Before social media, you published a piece and you walked around free of it. My readership—a few hundred San Franciscans? At most? They were immaterial to me, and thank God. I probably sounded grandiose, overly sure of myself. The truth was I was testing my faith every time I wrote, faith in my own writing, in myself. I dreamed of trying a novel, but I was fearful and tentative and not getting ahead of myself. My Bay Guardian editor took me to dinner and told me I would write books and I didn’t believe him. Amis had already published two at my age. 

And yet I did something a little cocksure next, a little headlong, a bit Amis-y perhaps. I took my essay, composed a short note introducing myself, and folded both into an envelope. I wrote down the only address I could think of that might reach him: Martin Amis c/o Talk Miramax Books, New York, NY. Stuff a message into a bottle and toss it into the ocean. Why not? The stunt cost me a few dollars in stamps and not much else. I put it in a mailbox and forgot about it. There was no way it would reach him.

I still marvel at the publishing assistants and editors who somehow received my letter and didn’t throw it out, but took the trouble to mail it along to Amis—and I marvel that he read it and I stagger to think, even now, what he must have thought and what inspired him to write me back.
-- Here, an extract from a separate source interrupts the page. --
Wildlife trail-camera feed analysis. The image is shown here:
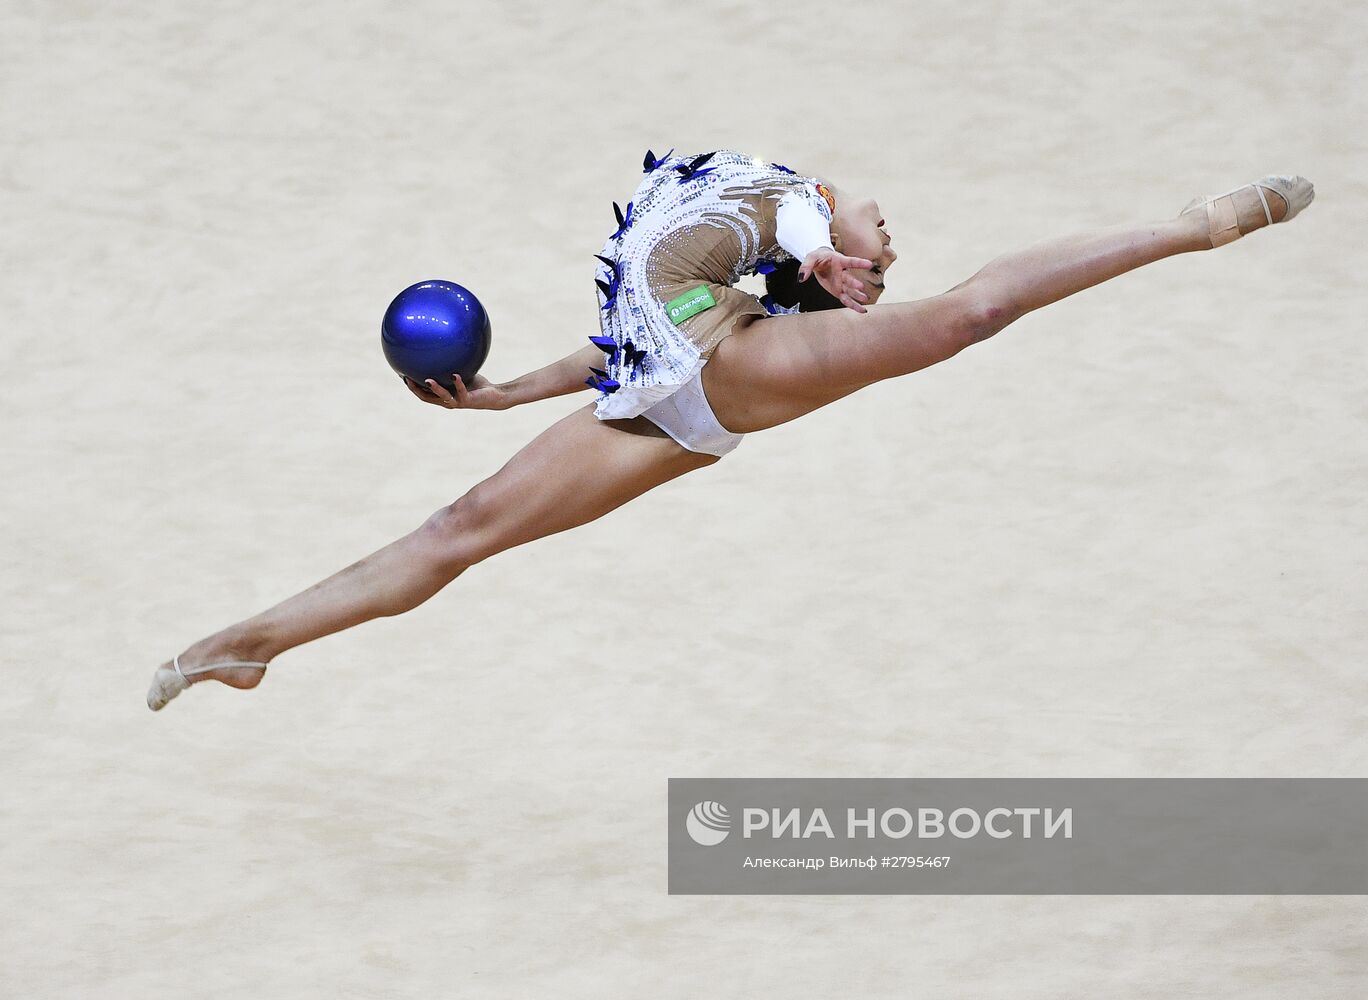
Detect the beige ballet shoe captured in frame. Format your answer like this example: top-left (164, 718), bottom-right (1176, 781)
top-left (1181, 175), bottom-right (1315, 247)
top-left (146, 653), bottom-right (268, 711)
An airmail envelope arrived weeks later, return address London. Inside was a tri-folded page of A4. “Dear Taylor,” Amis had written. “I very much enjoyed your piece. Here is someone, I thought, who understands.” 
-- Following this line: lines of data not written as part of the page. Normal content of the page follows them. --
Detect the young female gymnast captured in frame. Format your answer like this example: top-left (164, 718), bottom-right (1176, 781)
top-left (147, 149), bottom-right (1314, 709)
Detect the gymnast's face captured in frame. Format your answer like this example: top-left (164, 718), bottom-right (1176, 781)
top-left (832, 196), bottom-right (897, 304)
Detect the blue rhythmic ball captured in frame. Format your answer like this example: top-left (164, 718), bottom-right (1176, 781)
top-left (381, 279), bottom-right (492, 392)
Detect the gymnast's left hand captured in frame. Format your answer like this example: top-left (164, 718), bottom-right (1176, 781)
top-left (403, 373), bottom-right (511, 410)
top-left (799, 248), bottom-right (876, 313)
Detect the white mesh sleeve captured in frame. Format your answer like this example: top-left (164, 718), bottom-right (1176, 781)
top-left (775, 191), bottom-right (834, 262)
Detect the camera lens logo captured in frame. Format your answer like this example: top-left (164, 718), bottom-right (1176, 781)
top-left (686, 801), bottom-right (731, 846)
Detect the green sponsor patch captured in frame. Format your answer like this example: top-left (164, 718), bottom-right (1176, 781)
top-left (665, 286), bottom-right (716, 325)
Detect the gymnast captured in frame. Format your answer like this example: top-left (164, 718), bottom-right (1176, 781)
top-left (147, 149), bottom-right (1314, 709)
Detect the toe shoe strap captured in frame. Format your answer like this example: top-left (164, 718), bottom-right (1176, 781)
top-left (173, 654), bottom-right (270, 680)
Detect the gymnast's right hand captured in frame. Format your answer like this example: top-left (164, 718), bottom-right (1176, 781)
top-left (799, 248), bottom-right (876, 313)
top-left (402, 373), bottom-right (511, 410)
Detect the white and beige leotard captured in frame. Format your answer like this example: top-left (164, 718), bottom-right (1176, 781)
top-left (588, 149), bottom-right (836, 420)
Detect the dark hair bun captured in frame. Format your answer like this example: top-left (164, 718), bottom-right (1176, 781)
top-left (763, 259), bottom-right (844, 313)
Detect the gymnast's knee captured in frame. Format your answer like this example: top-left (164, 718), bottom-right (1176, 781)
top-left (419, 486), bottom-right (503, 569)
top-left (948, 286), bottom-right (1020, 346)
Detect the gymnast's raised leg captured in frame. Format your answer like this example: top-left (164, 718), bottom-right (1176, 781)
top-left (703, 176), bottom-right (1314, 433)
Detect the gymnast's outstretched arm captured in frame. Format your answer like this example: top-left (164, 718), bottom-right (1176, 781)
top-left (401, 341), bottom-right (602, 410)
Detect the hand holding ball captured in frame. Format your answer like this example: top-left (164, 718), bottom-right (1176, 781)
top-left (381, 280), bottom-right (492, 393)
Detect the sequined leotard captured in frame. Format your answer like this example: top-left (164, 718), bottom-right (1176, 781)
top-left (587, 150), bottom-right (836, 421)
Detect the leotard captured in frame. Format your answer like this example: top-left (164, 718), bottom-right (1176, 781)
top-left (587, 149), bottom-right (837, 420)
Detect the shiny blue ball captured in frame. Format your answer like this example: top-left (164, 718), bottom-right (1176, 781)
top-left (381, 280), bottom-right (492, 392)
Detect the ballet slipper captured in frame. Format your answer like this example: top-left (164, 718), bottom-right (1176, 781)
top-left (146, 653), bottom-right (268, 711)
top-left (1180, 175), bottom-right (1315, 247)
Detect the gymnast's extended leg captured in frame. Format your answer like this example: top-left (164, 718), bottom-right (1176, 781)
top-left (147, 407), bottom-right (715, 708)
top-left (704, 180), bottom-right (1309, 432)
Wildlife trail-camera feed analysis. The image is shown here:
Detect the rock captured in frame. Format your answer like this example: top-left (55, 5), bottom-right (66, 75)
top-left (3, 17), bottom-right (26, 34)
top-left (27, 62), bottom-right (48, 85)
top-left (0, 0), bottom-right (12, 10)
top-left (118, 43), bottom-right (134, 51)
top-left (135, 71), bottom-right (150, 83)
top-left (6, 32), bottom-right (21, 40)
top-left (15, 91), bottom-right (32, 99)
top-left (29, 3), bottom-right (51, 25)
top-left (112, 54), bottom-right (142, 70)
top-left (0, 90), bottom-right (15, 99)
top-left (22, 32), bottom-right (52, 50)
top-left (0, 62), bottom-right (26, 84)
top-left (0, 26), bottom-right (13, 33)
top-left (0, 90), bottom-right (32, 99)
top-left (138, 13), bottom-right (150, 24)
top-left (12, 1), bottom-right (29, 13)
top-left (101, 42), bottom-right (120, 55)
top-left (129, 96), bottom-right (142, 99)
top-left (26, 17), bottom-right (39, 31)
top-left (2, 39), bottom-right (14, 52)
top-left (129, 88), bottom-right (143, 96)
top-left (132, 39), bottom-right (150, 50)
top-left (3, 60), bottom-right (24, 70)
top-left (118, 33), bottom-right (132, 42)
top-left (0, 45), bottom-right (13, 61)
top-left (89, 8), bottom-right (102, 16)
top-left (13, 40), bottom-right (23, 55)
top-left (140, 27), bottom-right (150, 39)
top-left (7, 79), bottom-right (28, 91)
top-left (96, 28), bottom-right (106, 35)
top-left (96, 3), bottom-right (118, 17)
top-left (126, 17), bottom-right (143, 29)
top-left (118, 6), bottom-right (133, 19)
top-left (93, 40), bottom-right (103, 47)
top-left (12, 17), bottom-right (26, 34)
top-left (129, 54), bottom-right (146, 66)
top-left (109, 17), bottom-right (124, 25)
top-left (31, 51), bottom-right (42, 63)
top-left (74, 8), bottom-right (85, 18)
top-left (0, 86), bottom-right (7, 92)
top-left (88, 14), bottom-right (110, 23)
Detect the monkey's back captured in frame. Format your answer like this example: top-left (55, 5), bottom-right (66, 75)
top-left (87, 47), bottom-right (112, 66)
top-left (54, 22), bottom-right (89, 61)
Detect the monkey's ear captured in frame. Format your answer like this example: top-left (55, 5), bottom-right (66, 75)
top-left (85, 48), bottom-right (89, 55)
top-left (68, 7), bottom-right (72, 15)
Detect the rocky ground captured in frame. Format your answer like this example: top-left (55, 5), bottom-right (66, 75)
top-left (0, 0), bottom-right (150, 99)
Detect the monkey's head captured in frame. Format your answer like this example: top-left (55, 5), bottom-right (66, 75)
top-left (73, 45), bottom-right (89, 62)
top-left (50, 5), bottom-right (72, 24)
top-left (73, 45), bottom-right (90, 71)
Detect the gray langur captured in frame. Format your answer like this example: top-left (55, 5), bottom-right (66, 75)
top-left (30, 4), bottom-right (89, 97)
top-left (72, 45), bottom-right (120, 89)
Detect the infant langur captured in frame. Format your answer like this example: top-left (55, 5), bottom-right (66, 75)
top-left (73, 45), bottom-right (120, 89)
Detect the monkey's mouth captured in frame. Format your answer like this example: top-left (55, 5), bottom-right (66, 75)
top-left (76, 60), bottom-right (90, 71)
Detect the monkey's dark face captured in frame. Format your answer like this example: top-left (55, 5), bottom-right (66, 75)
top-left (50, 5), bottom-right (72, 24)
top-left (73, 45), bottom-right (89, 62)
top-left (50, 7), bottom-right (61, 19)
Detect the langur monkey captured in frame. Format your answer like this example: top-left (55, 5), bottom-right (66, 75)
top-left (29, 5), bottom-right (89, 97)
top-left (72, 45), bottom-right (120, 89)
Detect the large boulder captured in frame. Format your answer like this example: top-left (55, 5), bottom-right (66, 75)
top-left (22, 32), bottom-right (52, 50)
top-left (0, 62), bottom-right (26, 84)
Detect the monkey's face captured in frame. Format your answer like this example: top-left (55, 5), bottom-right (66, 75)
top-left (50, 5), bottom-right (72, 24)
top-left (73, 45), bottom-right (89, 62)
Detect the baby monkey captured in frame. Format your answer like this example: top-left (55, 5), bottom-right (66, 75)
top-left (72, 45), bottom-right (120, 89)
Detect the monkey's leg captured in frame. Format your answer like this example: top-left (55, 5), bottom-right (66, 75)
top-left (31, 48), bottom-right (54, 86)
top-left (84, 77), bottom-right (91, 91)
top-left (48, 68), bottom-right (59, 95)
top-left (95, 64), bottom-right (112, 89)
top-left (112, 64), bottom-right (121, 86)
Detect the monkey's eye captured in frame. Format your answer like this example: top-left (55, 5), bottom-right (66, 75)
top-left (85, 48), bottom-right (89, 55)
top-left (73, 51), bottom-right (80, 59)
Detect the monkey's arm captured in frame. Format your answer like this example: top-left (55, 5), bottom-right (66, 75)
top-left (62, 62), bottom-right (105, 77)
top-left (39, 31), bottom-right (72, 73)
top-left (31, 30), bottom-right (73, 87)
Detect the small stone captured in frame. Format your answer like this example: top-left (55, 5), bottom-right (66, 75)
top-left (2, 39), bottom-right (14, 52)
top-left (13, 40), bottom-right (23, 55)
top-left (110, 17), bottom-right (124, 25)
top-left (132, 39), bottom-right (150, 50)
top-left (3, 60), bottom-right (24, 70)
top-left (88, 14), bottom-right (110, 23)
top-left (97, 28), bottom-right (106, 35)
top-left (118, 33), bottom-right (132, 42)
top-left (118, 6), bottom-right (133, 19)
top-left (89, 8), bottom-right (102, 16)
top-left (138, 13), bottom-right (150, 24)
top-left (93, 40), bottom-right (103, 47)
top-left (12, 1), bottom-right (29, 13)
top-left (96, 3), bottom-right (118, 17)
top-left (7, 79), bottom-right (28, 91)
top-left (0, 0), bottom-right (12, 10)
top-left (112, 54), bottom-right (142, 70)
His death on Saturday hit me with a wave of grief, for surely at 73 he had more than a decade of writing in him. His last novel-as-autobiography, Inside Story, gave me that sense that Amis’s writing always did, that the world was larger, more gloriously lurid and sexy and death-struck and savage and hilarious than any of us could imagine. It brought that world into focus. A place I wanted to live in. A place I understood.